Travel around the world, and you can see the carnage from past architect-led attempts at providing housing and communities for the poor. Interview the residents (maybe prisoners?) in these places, and to a man and woman, you will find they hate these places but have no choice. They are broke.

What is now needed is something like Ikea to step forward. We need to be able to go to a giant superstore, browse the 'housing solutions' for sale, and then pick the one we can afford and suits our taste and lifestyle. We need to ditch all the old models of providing housing to the poor and middle classes. All people can afford something for their housing. What they need is real choice and high quality choices.

I have have a lot of money, yet it is never enough with the housing market as it is. And when I do go look around, I hate 90 per cent of what is on offer in my income bracket. It's crap. All of it designed by architects, and guys in black turtle necks called 'Bruce'.

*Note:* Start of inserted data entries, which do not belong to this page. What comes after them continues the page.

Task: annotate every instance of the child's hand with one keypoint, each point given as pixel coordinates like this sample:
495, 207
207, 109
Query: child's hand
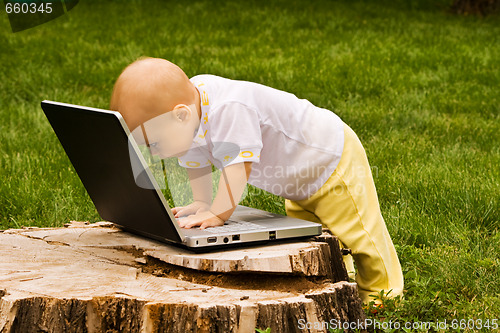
202, 219
193, 208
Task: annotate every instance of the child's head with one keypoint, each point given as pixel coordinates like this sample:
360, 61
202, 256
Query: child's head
159, 104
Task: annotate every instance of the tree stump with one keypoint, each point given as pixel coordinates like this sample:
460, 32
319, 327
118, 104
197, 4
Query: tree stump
98, 278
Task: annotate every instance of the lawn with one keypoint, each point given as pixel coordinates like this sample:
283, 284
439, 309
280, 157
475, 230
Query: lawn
418, 85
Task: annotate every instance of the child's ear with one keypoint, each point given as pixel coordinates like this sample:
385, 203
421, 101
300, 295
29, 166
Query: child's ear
181, 112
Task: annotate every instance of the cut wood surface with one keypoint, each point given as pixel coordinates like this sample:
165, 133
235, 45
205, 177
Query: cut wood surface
97, 278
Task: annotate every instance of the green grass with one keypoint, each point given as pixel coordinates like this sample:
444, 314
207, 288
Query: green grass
418, 85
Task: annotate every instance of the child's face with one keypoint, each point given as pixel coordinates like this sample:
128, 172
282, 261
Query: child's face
169, 134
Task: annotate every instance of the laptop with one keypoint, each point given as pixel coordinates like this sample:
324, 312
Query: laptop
105, 156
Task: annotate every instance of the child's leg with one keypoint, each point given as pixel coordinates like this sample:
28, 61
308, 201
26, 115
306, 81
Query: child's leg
348, 205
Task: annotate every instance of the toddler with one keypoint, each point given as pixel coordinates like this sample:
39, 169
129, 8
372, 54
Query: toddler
267, 138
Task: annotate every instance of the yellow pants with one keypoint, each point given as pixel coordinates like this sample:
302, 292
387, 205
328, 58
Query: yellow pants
347, 204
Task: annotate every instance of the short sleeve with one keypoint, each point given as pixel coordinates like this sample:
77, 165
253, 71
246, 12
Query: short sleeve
235, 134
193, 159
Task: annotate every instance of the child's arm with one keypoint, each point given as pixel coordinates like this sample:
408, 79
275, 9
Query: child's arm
231, 186
201, 185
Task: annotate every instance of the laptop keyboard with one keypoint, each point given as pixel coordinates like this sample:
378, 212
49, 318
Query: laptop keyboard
235, 226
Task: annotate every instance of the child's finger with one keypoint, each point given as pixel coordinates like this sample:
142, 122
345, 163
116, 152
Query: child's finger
176, 209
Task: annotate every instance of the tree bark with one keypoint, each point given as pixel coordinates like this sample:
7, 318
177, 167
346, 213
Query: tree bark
97, 278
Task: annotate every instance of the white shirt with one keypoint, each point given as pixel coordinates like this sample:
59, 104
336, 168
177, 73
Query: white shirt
294, 145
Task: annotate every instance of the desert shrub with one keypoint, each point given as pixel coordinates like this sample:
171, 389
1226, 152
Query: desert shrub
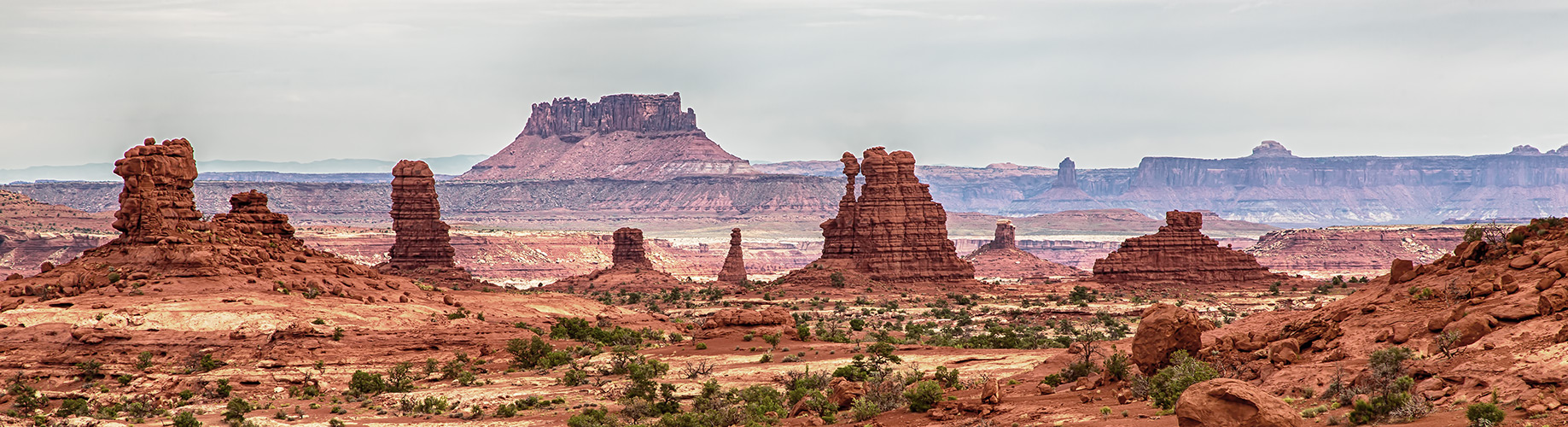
865, 408
365, 383
924, 396
1116, 366
528, 352
1167, 385
185, 419
74, 407
236, 410
27, 397
1483, 415
143, 360
400, 378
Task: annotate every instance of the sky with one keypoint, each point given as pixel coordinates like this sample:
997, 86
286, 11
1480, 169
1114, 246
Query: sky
957, 82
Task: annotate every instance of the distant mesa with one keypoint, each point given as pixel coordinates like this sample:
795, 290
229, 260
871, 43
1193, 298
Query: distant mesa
893, 231
629, 269
640, 137
1270, 149
1180, 253
1004, 260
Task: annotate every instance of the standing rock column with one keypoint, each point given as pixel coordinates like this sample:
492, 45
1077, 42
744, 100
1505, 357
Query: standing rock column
837, 232
157, 196
1067, 174
423, 239
248, 214
629, 252
734, 269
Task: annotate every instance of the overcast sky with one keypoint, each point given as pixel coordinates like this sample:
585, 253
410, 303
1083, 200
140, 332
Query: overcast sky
961, 82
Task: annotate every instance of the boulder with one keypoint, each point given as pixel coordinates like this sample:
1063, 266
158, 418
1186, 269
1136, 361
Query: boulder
844, 391
1553, 301
1472, 329
1163, 330
1227, 402
1401, 271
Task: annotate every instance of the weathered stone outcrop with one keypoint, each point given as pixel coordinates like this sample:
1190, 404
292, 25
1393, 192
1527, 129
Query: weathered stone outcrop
1178, 253
644, 137
893, 231
629, 252
1067, 174
423, 239
1163, 330
1228, 402
734, 269
157, 198
248, 213
1000, 258
629, 269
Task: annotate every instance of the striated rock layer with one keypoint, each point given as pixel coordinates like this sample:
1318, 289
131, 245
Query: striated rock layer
155, 202
248, 213
1178, 253
734, 269
644, 137
631, 271
1000, 258
423, 237
893, 231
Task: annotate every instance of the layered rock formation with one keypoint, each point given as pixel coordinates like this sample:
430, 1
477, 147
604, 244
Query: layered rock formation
629, 252
155, 200
644, 137
248, 213
734, 269
1000, 258
1178, 252
1352, 250
631, 269
893, 231
423, 241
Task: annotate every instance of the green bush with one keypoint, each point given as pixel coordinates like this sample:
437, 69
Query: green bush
236, 410
592, 418
924, 396
185, 419
528, 354
1170, 382
865, 408
1483, 415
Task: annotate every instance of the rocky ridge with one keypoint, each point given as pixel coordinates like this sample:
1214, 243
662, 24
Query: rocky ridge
1180, 252
644, 137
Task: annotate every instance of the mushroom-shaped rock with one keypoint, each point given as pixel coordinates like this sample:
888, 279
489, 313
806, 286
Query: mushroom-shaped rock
1227, 402
1163, 330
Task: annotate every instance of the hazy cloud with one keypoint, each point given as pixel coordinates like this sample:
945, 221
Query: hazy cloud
963, 82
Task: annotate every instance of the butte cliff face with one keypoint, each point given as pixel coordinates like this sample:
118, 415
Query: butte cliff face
642, 137
1000, 258
734, 269
1178, 252
248, 213
423, 241
155, 202
893, 231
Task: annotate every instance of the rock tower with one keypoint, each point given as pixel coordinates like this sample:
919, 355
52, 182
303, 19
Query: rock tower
1178, 253
1000, 258
423, 239
248, 214
893, 231
629, 252
734, 269
642, 137
157, 198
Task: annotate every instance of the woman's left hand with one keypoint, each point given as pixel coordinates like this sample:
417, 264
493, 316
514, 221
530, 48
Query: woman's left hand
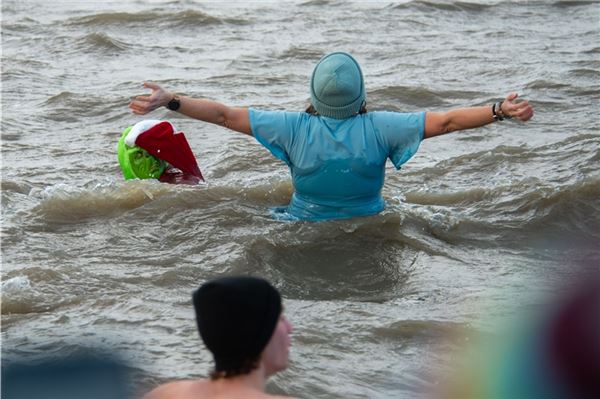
159, 97
519, 110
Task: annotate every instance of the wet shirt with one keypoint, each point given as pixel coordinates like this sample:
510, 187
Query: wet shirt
338, 165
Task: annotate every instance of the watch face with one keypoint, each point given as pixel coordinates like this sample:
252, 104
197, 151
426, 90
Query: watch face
174, 104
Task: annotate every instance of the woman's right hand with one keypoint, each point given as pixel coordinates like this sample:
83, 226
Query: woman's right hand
159, 97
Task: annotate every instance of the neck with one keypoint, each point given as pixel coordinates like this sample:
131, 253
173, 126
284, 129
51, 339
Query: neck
255, 380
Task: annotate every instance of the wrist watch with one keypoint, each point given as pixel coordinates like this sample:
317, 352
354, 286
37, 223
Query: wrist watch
175, 103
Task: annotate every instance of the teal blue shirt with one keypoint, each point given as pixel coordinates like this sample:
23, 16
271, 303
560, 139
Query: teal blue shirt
338, 165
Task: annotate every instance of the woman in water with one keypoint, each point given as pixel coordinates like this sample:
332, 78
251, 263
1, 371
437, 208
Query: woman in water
336, 150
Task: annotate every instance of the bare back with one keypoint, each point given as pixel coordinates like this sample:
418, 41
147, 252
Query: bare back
208, 389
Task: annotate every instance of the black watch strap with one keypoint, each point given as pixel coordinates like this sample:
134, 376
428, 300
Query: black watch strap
175, 103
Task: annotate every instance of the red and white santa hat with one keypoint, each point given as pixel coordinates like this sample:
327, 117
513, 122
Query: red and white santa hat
162, 140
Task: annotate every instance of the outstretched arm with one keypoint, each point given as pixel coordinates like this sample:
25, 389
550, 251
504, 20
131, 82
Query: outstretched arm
437, 123
205, 110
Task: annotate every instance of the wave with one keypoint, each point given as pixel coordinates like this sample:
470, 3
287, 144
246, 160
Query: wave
101, 42
417, 96
182, 19
454, 6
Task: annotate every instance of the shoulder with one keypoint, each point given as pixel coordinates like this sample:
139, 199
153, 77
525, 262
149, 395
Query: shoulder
179, 389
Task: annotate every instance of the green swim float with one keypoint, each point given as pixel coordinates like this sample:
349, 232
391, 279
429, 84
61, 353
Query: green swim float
137, 163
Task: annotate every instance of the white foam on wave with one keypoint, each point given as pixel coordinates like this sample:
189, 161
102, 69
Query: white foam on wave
15, 285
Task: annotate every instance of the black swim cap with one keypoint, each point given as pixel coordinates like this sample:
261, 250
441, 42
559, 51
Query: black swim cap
236, 318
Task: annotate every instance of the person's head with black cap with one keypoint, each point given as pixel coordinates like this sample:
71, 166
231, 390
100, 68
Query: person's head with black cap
240, 321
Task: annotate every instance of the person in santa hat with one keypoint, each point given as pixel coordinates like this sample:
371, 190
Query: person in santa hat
153, 149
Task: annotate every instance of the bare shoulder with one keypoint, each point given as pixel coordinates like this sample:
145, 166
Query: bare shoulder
279, 397
175, 389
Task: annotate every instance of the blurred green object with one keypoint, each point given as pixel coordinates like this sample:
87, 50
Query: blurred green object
137, 163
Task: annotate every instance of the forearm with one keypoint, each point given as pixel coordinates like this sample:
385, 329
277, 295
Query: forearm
437, 123
205, 110
468, 118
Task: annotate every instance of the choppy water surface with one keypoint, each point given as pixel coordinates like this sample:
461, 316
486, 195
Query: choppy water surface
475, 221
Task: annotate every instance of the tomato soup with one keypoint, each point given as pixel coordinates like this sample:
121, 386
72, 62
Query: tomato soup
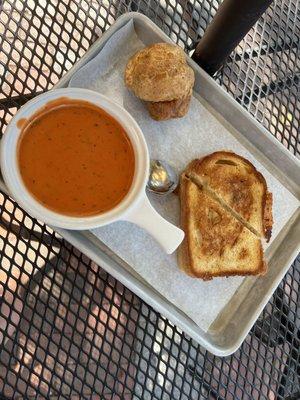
76, 159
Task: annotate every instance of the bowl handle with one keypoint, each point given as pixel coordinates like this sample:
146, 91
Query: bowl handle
145, 216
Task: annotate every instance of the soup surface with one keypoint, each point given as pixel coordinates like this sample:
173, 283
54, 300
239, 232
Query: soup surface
75, 158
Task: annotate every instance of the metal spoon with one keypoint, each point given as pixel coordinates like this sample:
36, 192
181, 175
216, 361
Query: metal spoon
162, 178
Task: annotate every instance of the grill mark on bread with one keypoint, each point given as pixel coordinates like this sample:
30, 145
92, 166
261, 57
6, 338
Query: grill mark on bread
196, 180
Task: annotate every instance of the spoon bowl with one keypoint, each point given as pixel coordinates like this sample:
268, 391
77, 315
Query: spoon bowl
163, 179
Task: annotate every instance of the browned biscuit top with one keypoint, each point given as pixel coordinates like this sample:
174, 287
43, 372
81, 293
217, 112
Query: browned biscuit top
159, 73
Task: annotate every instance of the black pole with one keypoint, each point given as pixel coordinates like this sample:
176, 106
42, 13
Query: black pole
232, 21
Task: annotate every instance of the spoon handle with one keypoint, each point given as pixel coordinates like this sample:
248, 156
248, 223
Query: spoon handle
165, 233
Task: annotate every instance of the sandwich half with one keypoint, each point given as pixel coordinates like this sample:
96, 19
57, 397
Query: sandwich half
225, 210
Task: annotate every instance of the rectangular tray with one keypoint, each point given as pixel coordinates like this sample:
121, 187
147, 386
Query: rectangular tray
234, 322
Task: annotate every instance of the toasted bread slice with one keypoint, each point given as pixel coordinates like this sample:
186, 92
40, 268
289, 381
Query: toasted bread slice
216, 243
238, 186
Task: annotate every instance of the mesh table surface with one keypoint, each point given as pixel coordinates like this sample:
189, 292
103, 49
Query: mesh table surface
67, 328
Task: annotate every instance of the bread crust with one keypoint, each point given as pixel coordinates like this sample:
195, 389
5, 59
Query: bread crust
159, 73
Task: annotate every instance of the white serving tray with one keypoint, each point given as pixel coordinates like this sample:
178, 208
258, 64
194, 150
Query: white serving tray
232, 325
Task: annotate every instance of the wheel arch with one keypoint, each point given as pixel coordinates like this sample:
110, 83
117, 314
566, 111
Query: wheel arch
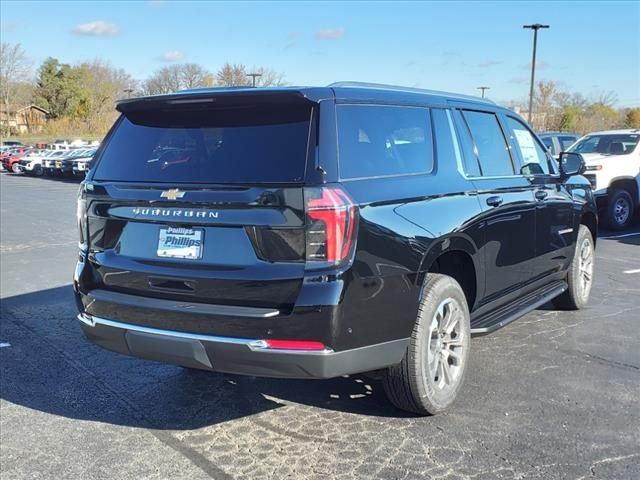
457, 257
630, 184
590, 220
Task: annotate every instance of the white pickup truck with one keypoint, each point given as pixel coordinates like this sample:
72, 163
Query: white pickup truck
613, 168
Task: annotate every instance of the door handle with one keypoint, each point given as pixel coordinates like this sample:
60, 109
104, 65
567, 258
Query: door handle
494, 201
541, 194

We need this small cabal of smart designers to ditch the prejuduce against business and become aggressive capitalists. Only an agressive capitalist in the Walmart mold is going to get out there and fight for the right prices and products for poor and middle class consumers. Any other initiatives will just be show case numbers, inhabited by a sprinkling of righteous poor people, but mosly inhabited by artists and poseurs. These things work, but there are so few of them, they make little difference in the bulk housing market.

There is plenty of land; let's get building smartly.